What Starvation Does to a Child’s Body

The damage from prolonged hunger goes far beyond weight loss. In the brain, malnutrition reduces the number of neurons and the connections between them. It slows the growth of the protective coating around nerve fibers that allows signals to travel quickly. The outer layer of the brain thins. These changes lead to delays in motor skills, memory, and overall cognitive function. If a child remains malnourished past age three or four, much of this brain damage becomes permanent.

The immune system collapses as the thymus gland, lymph nodes, and tonsils shrink from lack of nutrients. This is why malnourished children die from common infections at such high rates. The lining of the intestines deteriorates, making it harder to absorb whatever food the child does receive, creating a vicious cycle. The heart muscle thins and weakens, reducing blood flow throughout the body. Breathing muscles lose mass, and the body’s ability to respond to low oxygen levels becomes impaired. Even after recovery, some of these effects linger for years.

Treatment Costs and Effectiveness

Severe acute malnutrition is treatable. The standard approach uses therapeutic food, a calorie-dense, nutrient-packed paste that doesn’t require refrigeration or cooking.
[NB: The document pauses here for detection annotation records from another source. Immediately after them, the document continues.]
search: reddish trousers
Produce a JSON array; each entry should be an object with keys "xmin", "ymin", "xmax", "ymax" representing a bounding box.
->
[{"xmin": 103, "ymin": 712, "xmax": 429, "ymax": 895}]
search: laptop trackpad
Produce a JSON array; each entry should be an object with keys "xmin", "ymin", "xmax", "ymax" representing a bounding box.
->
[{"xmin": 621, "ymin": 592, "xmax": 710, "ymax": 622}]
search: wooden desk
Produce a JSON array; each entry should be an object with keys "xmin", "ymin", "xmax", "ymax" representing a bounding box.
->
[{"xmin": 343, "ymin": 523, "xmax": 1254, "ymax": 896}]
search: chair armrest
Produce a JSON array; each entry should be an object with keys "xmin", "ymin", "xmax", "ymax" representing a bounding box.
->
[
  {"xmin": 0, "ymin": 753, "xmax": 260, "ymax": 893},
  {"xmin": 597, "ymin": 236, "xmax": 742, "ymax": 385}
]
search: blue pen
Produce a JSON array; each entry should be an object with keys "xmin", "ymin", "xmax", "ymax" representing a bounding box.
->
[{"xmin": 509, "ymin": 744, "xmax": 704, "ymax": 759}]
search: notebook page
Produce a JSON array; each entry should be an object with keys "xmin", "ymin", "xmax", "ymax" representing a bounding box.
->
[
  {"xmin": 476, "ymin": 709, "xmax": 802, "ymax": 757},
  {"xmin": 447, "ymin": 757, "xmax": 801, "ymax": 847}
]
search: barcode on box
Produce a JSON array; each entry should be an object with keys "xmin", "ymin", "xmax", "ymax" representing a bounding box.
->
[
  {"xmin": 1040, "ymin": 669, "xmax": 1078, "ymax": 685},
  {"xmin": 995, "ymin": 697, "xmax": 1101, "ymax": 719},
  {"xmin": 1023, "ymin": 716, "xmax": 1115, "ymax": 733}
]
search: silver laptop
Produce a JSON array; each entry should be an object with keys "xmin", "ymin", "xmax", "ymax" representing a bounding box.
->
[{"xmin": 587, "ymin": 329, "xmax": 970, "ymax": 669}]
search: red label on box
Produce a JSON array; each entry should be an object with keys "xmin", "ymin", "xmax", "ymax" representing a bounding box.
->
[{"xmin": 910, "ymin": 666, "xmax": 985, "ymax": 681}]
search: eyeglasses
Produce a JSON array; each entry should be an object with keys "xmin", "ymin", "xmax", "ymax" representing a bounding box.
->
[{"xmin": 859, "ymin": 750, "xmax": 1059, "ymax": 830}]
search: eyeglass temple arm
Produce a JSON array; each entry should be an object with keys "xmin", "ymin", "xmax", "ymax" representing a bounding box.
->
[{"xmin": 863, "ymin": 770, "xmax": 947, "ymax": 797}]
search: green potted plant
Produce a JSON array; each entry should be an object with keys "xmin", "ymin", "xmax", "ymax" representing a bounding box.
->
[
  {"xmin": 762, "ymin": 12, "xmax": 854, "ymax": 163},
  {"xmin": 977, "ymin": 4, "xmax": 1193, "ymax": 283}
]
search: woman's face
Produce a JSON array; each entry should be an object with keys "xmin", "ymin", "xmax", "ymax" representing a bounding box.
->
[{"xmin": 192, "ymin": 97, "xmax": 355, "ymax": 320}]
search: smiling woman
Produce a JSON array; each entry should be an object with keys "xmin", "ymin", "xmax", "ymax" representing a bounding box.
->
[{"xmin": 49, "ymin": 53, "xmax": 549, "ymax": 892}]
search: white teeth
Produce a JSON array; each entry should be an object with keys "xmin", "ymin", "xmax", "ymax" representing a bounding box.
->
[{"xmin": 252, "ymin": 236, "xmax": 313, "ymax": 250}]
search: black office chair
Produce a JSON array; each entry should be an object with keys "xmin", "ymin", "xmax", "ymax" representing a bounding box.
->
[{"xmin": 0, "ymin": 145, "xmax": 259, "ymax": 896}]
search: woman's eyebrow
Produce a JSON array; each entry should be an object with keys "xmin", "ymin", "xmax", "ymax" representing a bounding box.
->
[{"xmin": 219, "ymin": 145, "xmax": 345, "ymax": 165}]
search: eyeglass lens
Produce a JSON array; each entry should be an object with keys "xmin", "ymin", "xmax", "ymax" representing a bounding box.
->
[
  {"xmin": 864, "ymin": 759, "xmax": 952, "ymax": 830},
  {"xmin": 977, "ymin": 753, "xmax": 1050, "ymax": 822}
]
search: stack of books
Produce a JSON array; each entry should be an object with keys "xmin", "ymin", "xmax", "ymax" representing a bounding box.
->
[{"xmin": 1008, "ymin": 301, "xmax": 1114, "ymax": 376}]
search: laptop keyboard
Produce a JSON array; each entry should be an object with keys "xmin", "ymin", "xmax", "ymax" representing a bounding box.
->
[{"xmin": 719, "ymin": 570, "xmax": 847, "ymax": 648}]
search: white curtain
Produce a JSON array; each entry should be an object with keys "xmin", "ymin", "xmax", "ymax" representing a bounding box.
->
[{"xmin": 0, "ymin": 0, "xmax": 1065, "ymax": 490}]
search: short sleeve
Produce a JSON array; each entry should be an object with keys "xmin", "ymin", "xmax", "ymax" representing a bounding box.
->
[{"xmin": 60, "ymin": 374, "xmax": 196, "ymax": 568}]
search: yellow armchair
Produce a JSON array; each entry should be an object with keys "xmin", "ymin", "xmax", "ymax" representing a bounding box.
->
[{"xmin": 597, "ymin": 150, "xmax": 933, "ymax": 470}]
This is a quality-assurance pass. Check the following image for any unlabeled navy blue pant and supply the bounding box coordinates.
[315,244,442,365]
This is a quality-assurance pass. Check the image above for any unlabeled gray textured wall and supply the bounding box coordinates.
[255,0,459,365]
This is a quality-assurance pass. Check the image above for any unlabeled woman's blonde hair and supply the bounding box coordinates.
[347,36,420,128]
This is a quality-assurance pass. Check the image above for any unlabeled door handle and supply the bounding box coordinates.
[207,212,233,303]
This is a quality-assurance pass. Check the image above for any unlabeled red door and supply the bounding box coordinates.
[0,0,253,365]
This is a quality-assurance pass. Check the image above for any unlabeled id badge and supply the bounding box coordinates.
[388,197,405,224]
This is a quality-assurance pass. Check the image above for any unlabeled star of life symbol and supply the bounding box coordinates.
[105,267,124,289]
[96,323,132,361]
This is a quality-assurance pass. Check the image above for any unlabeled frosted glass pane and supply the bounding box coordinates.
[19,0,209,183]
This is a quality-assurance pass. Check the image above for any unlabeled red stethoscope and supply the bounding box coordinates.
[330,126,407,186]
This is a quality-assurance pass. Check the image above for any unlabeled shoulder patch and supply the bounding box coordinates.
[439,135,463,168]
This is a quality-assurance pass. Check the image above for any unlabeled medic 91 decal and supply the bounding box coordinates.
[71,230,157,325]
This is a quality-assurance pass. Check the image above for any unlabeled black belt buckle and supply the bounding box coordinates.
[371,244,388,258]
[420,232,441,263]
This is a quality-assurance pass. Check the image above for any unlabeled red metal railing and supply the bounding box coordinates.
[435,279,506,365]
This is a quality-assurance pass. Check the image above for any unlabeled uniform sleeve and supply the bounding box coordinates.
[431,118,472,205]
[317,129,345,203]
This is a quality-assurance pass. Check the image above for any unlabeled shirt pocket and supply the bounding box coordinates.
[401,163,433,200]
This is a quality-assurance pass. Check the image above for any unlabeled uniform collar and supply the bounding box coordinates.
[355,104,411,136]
A typical course of treatment runs about 50 days for children who recover, using roughly 147 sachets of therapeutic food at a cost of about $48 per child for the food alone. The total cost of treatment, including health worker visits and supplies, averages around $114 per child.

That figure is remarkably low for a life-saving intervention, yet funding consistently falls short of need. Millions of children with severe wasting never receive treatment because they live in areas without functioning health systems, or because the supply of therapeutic food doesn’t reach them in time.

Where Progress Stands

The world has made real gains against child stunting. The number of stunted children dropped from 180.4 million in 2012 to 150.2 million in 2024. But those gains are unevenly distributed. Sub-Saharan Africa and South Asia still carry the overwhelming majority of the burden, and acute malnutrition has risen for six straight years in the most fragile regions.

The UN’s 2030 goals for ending hunger are not on track. If current trends hold, an estimated 582 million people could still be chronically undernourished by 2030. Climate change alone could push 130 million additional people into poverty by that date, reversing decades of development progress. For children specifically, the combination of more frequent extreme weather events, ongoing conflicts, and rising food costs means the number at risk of starvation is likely to grow before it shrinks.